Happy Mother’s Day to my sweet and spunky mom! When you see my mother, you’ll see a little sprite of a woman, probably rushing to class (although I have never personally witnessed this but am told it happens), reading a book, grading papers, drinking coffee, or writing something clever, witty and touching. But don’t let the small stature and intellectual nature fool you people. This lady is a firecracker and if she gets riled, it is a sight to behold. I love that side of my mom. The one who just cannot stand to hold her tongue any longer and once that point is reached, will leave shocked faces in the wake of her pointed, and sometimes unexpected opinions. Personally, I think she should let that lady out more often.(My father is cringing right now, I’m quite sure).

I like to think I get my sometimes sharp tongue (and getting sharper with age) and opinionated, yet reserved nature from her. I know for a fact that I get my scatterbrainedness (where in the heck ARE those keys anyway??? did I leave the oven on or not?? oops, totally forgot to pay that bill!!) from her. I love that trait as well.  I tend to believe its an endearing quality, although the men in our lives might disagree as it oftentimes falls to them to keep us on track and our heads out of the clouds.

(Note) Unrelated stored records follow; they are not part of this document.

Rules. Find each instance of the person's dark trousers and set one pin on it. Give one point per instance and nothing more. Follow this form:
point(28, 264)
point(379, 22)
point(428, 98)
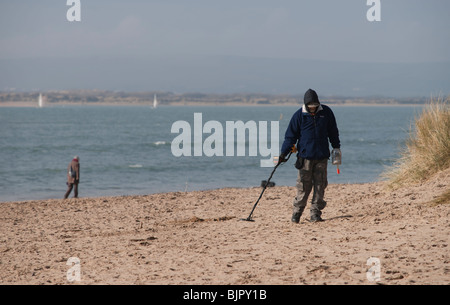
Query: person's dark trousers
point(311, 177)
point(71, 186)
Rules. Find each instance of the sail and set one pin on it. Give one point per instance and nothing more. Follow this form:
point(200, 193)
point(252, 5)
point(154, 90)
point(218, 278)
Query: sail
point(155, 101)
point(40, 101)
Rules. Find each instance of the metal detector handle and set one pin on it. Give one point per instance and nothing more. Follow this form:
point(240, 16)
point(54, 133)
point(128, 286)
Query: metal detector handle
point(249, 218)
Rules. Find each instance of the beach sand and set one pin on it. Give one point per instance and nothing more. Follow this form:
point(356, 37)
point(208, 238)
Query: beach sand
point(197, 238)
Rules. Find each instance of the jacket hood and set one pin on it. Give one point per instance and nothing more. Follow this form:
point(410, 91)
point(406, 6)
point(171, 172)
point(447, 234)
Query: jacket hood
point(311, 97)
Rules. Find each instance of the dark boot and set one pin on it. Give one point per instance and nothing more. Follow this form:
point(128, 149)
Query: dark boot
point(316, 218)
point(297, 214)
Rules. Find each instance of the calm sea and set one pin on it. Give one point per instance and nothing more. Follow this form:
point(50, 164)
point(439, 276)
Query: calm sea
point(126, 150)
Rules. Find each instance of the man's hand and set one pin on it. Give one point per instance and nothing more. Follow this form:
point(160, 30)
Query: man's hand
point(281, 159)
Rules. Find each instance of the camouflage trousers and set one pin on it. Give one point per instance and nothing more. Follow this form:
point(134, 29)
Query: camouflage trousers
point(311, 176)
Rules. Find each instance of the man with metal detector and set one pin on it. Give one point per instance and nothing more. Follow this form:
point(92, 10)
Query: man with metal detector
point(310, 128)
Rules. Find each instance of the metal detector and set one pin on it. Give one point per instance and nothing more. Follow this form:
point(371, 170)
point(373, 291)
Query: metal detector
point(249, 218)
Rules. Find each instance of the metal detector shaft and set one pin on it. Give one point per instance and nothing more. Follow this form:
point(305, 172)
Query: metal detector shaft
point(249, 218)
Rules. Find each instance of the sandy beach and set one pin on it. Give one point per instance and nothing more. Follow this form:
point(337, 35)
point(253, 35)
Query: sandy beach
point(197, 238)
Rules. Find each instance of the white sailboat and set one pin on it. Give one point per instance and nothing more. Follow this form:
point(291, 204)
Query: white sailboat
point(40, 101)
point(155, 101)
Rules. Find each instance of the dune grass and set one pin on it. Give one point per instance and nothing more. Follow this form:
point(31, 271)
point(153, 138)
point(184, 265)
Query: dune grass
point(427, 149)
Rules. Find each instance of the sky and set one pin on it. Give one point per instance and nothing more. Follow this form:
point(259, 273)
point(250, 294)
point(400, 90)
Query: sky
point(283, 46)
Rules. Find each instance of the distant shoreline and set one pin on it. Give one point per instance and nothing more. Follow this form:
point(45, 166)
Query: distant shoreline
point(113, 98)
point(122, 104)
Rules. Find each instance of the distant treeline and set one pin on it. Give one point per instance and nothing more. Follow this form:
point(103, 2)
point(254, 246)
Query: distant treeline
point(169, 98)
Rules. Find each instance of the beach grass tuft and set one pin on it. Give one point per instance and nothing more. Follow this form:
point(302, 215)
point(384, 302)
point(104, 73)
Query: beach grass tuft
point(427, 149)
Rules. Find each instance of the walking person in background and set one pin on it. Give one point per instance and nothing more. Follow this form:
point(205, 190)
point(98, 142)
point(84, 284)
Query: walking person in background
point(73, 177)
point(310, 128)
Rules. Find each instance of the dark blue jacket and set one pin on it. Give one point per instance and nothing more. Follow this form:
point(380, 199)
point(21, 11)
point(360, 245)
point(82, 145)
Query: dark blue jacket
point(311, 133)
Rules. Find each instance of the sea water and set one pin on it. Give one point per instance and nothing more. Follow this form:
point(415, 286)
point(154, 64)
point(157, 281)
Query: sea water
point(126, 150)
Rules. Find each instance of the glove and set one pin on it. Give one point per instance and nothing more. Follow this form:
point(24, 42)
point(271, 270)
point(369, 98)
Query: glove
point(281, 159)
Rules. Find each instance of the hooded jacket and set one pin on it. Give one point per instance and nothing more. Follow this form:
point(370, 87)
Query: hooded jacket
point(312, 131)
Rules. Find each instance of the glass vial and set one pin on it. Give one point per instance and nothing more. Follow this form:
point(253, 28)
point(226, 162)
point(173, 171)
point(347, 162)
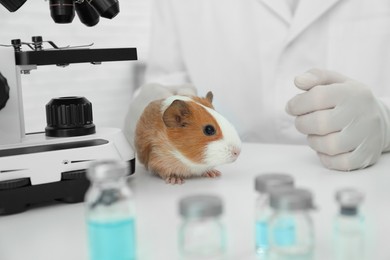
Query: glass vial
point(265, 183)
point(201, 234)
point(110, 212)
point(349, 228)
point(291, 228)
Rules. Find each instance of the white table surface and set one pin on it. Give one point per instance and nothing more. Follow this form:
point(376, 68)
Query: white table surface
point(58, 231)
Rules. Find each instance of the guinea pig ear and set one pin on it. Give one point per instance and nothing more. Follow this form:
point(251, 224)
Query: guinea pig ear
point(177, 114)
point(209, 96)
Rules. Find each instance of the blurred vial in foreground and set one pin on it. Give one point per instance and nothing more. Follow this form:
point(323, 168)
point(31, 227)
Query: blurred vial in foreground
point(201, 234)
point(349, 228)
point(265, 183)
point(291, 232)
point(110, 212)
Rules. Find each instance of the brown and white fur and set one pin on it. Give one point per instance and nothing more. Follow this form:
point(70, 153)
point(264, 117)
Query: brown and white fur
point(183, 136)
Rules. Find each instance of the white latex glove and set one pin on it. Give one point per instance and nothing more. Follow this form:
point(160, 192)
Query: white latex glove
point(346, 125)
point(146, 94)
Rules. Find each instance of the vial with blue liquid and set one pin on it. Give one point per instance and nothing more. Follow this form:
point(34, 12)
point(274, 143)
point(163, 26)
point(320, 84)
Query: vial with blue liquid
point(291, 232)
point(264, 183)
point(349, 227)
point(110, 212)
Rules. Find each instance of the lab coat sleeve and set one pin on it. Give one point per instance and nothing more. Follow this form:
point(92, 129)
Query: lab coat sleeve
point(386, 117)
point(165, 63)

I am pretty sure she is enjoying the fact that I now have a little one of my own. One who, like I did at her age, won’t allow me to pee by myself, gets me up at all hours, can’t keep a pair of white lacy “church socks” clean to save her life and doesn’t really care to, and has both endearing and maddening quirks of her own. It’s so surreal and lovely to watch my daughter and my mother together. Hilarity often ensues. The latest was a rousing 42 games of Hi Ho Cheerio between the two of them on the living room floor, followed by some violent kung fu fighting using lace doilies as a form of nunchucks. That last one was just…I don’t even know. I mean how do you describe kung fu fighting with lace doilies anyway? Is that even possible? Hilarity I tell you.

My mom is not perfect I’m sure. But she is to me. I love you mom.

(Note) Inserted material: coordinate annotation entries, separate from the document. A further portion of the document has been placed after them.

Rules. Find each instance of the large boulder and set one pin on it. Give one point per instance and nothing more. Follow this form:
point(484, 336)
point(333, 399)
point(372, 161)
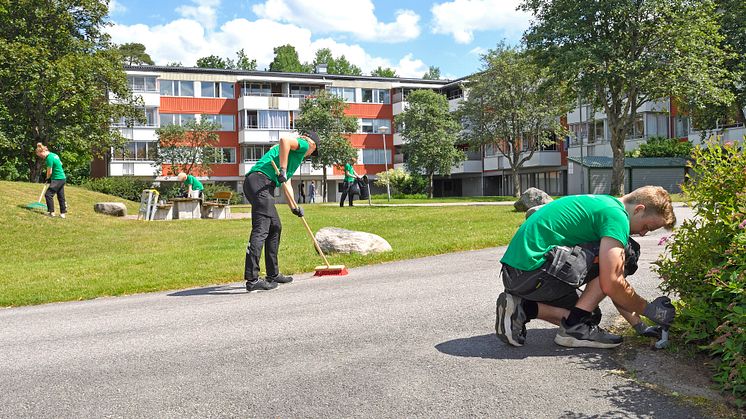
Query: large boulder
point(531, 198)
point(116, 209)
point(339, 240)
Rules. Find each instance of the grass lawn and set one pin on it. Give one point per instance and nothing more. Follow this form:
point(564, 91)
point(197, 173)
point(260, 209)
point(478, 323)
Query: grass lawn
point(89, 255)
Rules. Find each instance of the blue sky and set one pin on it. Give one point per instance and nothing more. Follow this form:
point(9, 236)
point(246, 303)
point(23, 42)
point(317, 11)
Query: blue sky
point(408, 36)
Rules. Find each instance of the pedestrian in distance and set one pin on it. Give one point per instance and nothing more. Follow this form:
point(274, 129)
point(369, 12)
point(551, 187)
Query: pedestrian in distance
point(349, 181)
point(56, 178)
point(302, 192)
point(312, 192)
point(259, 188)
point(554, 252)
point(193, 185)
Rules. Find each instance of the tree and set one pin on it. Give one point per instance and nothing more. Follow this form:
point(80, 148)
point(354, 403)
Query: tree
point(514, 106)
point(243, 62)
point(57, 73)
point(286, 60)
point(384, 72)
point(324, 113)
point(430, 133)
point(134, 54)
point(620, 55)
point(213, 61)
point(190, 148)
point(433, 73)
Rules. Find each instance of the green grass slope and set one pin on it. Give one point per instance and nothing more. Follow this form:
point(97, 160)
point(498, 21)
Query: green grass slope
point(90, 255)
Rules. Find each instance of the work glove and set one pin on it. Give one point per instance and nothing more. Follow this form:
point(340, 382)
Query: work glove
point(648, 331)
point(661, 311)
point(282, 177)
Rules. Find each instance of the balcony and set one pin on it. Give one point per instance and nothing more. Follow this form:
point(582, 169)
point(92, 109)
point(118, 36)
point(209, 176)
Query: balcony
point(262, 135)
point(281, 103)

2 thoughts on “My Mom….Rawkin’ My Socks Since 1975

  1. Awww…thanks! You’ve always rocked my socks too. And it’s true that the electric meter guy was approaching the house the day the bathroom window was open and I yelled at your two-year-old self, “Can’t you let your mother pee in peace!?” Or some such words as that! I’ve always wondered if he heard and what he thought about the goin’s on in our house.